If this is indeed their swansong, then the only fitting farewell would be bathed in golden glory. A final flourish, a triumphant exit—an ICC trophy gleaming in their hands, adding another chapter to their storied legacies. 
 
 
For Rohit, the time for small flourishes is over. His penchant for short but sweet 20s and 30s must give way to an innings of substance, a masterpiece that eases the load on an overworked middle order. The potential absence of Matt Henry, the tormentor-in-chief, may provide an opening, but Rohit cannot afford to wait for fortune to favour him—he must seize the moment.
 
Kohli, ever the maestro, has been orchestrating his performances with precision. A century and two half-centuries in his last five innings—a reminder of his past, when he reigned supreme, unchallenged, unstoppable. Now, he must summon that aura once more, for one last assault.
 
A reckoning with destiny
 
To reclaim the Champions Trophy after 12 long years, India must rise above their traditional nemesis—New Zealand. The Kiwis have been their mountain to climb, their inescapable obstacle. The cold, hard facts paint a troubling picture: a 10-6 record in ICC tournaments, a 3-1 advantage in knockout games. This is a cycle India must break. 
 
Adding fuel to the fire, whispers of an unfair advantage have swirled around India’s extended stay in Dubai, a controversy they must silence with performance, not words.
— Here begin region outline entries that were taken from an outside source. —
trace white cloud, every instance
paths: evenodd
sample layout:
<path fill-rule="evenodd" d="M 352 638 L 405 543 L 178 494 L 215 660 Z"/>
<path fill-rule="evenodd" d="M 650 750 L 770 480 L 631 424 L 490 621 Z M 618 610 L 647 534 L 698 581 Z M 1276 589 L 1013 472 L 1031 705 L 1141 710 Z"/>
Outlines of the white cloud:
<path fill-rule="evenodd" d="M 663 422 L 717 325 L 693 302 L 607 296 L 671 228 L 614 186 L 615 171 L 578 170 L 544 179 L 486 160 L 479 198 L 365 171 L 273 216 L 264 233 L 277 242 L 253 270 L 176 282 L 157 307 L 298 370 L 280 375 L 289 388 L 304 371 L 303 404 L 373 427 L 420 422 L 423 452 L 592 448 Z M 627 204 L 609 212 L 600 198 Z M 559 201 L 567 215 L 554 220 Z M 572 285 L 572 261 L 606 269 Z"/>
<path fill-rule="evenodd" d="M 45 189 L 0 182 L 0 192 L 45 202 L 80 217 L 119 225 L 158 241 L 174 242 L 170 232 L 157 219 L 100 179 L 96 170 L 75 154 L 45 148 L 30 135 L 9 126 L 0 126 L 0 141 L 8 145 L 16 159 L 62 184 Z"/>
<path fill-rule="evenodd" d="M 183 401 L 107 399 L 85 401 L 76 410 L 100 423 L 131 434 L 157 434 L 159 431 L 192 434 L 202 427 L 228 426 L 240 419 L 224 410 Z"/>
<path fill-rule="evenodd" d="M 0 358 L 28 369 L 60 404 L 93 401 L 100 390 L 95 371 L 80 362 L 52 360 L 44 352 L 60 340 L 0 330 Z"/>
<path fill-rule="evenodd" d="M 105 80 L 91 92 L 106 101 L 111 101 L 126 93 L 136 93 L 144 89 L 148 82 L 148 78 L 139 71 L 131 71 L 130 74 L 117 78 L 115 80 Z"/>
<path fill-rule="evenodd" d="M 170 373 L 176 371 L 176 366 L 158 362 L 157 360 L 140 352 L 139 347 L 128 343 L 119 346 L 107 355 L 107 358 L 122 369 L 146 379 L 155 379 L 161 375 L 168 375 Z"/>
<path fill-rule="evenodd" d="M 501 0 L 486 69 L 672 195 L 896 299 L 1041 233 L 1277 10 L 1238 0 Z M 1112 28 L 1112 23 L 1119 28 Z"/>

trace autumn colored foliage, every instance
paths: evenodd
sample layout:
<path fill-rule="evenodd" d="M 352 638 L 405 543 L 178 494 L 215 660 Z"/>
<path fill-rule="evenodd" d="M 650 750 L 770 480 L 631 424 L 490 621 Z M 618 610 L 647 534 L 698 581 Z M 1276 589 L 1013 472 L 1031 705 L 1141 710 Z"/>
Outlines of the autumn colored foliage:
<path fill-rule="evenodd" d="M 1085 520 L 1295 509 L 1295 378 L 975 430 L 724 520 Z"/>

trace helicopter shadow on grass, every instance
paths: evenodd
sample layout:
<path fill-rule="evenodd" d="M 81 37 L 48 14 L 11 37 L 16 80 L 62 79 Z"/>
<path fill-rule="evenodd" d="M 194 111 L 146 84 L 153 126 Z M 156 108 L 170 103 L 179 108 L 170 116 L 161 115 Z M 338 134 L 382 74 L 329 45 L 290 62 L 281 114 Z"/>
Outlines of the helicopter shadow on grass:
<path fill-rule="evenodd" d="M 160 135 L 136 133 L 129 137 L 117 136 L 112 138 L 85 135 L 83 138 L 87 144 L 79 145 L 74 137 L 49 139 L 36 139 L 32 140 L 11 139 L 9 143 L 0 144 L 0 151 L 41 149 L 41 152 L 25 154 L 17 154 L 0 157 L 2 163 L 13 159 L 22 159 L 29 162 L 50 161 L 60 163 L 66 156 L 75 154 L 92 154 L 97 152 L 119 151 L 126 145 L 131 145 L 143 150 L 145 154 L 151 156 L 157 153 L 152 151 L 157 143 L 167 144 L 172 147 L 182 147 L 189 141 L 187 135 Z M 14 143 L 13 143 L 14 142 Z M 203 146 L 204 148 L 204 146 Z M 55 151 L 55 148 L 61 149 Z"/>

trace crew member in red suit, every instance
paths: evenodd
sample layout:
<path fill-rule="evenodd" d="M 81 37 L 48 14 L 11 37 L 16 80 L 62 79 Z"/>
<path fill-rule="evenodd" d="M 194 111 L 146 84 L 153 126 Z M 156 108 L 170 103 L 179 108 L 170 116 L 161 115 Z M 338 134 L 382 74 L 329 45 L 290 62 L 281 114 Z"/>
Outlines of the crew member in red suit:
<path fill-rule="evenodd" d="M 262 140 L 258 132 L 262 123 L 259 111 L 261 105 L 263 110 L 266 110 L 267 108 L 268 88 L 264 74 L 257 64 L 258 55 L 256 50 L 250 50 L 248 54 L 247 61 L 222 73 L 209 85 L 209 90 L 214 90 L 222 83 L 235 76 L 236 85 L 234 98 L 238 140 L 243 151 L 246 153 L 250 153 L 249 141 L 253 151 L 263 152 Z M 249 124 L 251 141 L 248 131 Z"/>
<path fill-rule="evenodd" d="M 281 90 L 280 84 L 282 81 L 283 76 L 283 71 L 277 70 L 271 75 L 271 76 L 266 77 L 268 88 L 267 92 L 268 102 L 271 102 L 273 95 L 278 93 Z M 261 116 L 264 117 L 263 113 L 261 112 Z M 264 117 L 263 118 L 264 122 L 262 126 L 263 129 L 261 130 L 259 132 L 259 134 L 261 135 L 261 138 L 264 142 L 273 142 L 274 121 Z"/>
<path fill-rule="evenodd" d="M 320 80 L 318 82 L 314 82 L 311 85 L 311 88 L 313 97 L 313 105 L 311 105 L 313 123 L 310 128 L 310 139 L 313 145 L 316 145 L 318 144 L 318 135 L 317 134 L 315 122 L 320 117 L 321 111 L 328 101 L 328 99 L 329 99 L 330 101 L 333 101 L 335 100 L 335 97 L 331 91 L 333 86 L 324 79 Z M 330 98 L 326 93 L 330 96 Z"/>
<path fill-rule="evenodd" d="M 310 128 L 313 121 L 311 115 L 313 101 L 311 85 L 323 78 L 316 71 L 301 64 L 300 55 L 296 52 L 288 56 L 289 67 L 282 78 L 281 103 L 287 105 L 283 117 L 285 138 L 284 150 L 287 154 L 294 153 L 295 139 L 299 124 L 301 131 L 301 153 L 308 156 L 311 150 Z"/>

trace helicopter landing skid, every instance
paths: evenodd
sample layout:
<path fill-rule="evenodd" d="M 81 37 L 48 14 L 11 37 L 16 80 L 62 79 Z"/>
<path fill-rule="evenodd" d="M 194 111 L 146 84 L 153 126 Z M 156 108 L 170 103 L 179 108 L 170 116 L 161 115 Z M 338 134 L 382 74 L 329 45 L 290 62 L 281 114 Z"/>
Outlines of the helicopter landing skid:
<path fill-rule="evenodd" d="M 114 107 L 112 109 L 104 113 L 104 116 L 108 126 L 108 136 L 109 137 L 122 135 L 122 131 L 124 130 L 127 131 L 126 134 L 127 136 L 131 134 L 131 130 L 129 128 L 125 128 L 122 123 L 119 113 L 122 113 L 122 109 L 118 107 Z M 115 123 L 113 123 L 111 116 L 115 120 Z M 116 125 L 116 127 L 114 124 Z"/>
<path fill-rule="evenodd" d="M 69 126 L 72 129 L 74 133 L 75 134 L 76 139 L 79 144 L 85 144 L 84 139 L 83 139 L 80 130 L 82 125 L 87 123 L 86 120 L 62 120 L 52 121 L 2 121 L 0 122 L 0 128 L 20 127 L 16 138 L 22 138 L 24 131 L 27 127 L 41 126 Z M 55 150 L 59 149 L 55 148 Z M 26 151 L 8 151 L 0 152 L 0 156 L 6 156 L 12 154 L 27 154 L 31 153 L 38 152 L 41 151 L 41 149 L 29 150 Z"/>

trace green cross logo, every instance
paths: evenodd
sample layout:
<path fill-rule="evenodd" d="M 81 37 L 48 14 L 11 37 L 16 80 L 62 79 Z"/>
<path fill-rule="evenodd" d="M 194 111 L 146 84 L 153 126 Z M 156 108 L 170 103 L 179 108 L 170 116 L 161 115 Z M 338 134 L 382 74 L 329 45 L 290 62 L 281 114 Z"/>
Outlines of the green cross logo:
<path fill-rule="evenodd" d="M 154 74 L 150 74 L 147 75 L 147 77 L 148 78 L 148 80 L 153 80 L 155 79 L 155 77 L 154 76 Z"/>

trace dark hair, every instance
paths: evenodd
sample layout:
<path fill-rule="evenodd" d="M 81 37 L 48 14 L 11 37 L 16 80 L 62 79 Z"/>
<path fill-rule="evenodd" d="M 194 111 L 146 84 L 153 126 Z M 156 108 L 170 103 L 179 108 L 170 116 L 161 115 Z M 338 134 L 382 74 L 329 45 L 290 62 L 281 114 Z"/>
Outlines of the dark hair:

They can take solace in their spin quartet, a formidable force that has already demonstrated its mastery over these slow, sluggish surfaces.
 
And so, India is likely to persist with their battle-hardened combination of four spinners and two pacers—an arsenal designed for control, deception, and devastation.
 
The spin web
 
Varun Chakravarthy and Kuldeep Yadav—the right-hand and left-hand illusionists—have weaved webs of mystery, confounding the best with their sorcery. But it is the duo of Ravindra Jadeja and Axar Patel who have played the role of silent assassins, suffocating batters with relentless precision, forcing them into submission.
 
Should the final be contested on the same pitch that hosted the India-Pakistan clash, then the Kiwis could well find themselves ensnared in this four-pronged trap. Their salvation lies in the hands of two men—Kane Williamson, the eternal anchor, and Rachin Ravindra, the rising star. These two, adept against spin, must hold the line.
 
But the Kiwis have their own weapons. Captain Mitchell Santner, Michael Bracewell, Glenn Phillips, and Ravindra form a potent spin battery, capable of engineering a collapse. They have done it before—in Tests last year, in white-ball skirmishes. Can they script another chapter of destruction?
 
History suggests they can. A flashback to 2000—the Knockouts tournament in Kenya—reminds us that New Zealand's lone ICC ODI title came at India’s expense. A 25-year-old ghost looms large.
 
The last stand of the titans
 
While the veterans may carry the weight of history, India cannot afford to rely solely on Rohit and Kohli. The next generation must rise.
 
Shubman Gill, Shreyas Iyer, KL Rahul, and Hardik Pandya—their time has come. Gill and Iyer have had their moments, fleeting glimpses of brilliance. Rahul and Pandya have provided crucial late-order fireworks. But now, on the grandest stage, they must unify their efforts into one final, defining act. 
 
The stage is set. The stakes could not be higher. The time for second chances is over.
 
For India, for Rohit and Kohli, for an era—this is the final stand. The last battle. The moment of reckoning.
 
Fairytales belong to these lands. But will this one be written in blue?
 
Squads of India and New Zealand:
 
India: Rohit Sharma (c), Shubman Gill, Virat Kohli, Shreyas Iyer, KL Rahul, Rishabh Pant, Hardik Pandya, Axar Patel, Washington Sundar, Kuldeep Yadav, Harshit Rana, Mohd. Shami, Arshdeep Singh, Ravindra Jadeja, Varun Chakravarthy.
 
New Zealand: Mitchell Santner (c), Michael Bracewell, Mark Chapman, Devon Conway, Lockie Ferguson, Matt Henry, Tom Latham, Daryl Mitchell, Will O'Rourke, Glenn Phillips, Rachin Ravindra, Nathan Smith, Kane Williamson, Will Young, Jacob Duffy.